Objectives: To determine whether there is greater risk of initiation of oxybutynin to treat urinary incontinence (UI) after initiation of medicines reported to be associated with UI.
Design: Prescription sequence symmetry analysis (PSSA).
Setting: Administrative claims data from the Australian Government Department of Veterans' Affairs.
Participants: Individuals who initiated oxybutynin and a medicine reported to be associated with UI in a 12-month period.
Measurements: Between January 1, 2001, and December 31, 2011, the distribution of incident dispensing of medicines reported to be associated with UI (prazosin, diuretics, calcium channel blockers (CCBs), angiotensin-converting enzyme inhibitors (ACEIs), angiotensin receptor blockers (ARBs), hormone replacement therapy (HRT), opioid analgesics, anticonvulsants, levodopa, antipsychotics, sedatives, selective serotonin reuptake inhibitors (SSRIs), venlafaxine, anticholinesterases) was assessed before and after incident dispensing of oxybutynin (to treat UI). Crude and adjusted sequence ratios (ASRs) with 95% confidence intervals (CIs) were calculated.
Results: Significant associations between initiation of CCBs, ACEIs, ARBs, and hypnotic-sedatives and subsequent initiation of oxybutynin were found. ASRs ranged from 1.28 (95% CI = 1.19-1.39) for ACEIs to 1.59 (95% CI = 1.29-1.96) for verapamil. In women, there was greater risk of initiation of oxybutynin after prazosin (ASR = 1.84, 95% CI = 1.29-2.63) and HRT (ASR = 1.54, 95% CI = 1.42-1.67) initiation.

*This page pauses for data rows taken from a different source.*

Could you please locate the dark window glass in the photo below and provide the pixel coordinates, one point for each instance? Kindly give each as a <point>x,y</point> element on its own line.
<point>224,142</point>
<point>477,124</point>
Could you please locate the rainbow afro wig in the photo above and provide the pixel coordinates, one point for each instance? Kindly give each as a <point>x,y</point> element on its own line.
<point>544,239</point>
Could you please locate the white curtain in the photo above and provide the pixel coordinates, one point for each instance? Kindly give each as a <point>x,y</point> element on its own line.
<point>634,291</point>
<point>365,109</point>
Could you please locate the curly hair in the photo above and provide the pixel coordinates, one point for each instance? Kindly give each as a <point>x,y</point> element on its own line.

PSSA showed no significant association with initiation of opioids, anticonvulsants, levodopa, SSRIs, venlafaxine, or anticholinesterases and subsequent initiation of oxybutynin.
Conclusion: This study highlights the potential for initiation of commonly used medicines to be associated with subsequent initiation of oxybutynin to treat UI. Greater awareness of the potential for medicines to contribute to UI is required.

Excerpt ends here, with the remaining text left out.